France, Spain and the United States are facing a political storm in Equatorial Guinea over accusations their ambassadors tried to interfere to prevent the arrest of a former supreme court president.
Equatorial Guinea this week accused the US, French and Spanish ambassadors of obstructing investigators who arrived at the home of former justice Juan Carlos Ondo Angue, who is accused in a 2017 coup plot.
The foreign ministry accused the three envoys of meddling in the country’s internal affairs when they arrived at Angue’s home on Monday as gendarme officers were about to arrest him.
“Their presence prevented the work of the gendarmes,” the country’s prosecutor general Anatolio Nsang Nguema told state television.
France and Spain on Friday rejected the accusations.
“It was never the intention of the French ambassador to prevent a legal action,” the French foreign ministry said.
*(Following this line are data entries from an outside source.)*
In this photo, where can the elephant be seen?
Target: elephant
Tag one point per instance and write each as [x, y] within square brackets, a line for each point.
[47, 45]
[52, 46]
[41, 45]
The envoy had kept the Equatorial Guinea government informed of his presence at Angue’s home, the ministry said.
Spain’s foreign ministry told AFP that the Spanish, French and US ambassadors were invited to Angue’s home at his request.
There was no immediate public statement from the US government on the accusations.
Angue was dismissed from his post in August 2018 and has been accused of being involved in a coup plot that the Malabo government claims to have foiled in 2017.
Equatorial Guinea has been ruled for four decades by President Teodoro Obiang who is regularly accused of human rights abuses by his opponents and international rights groups.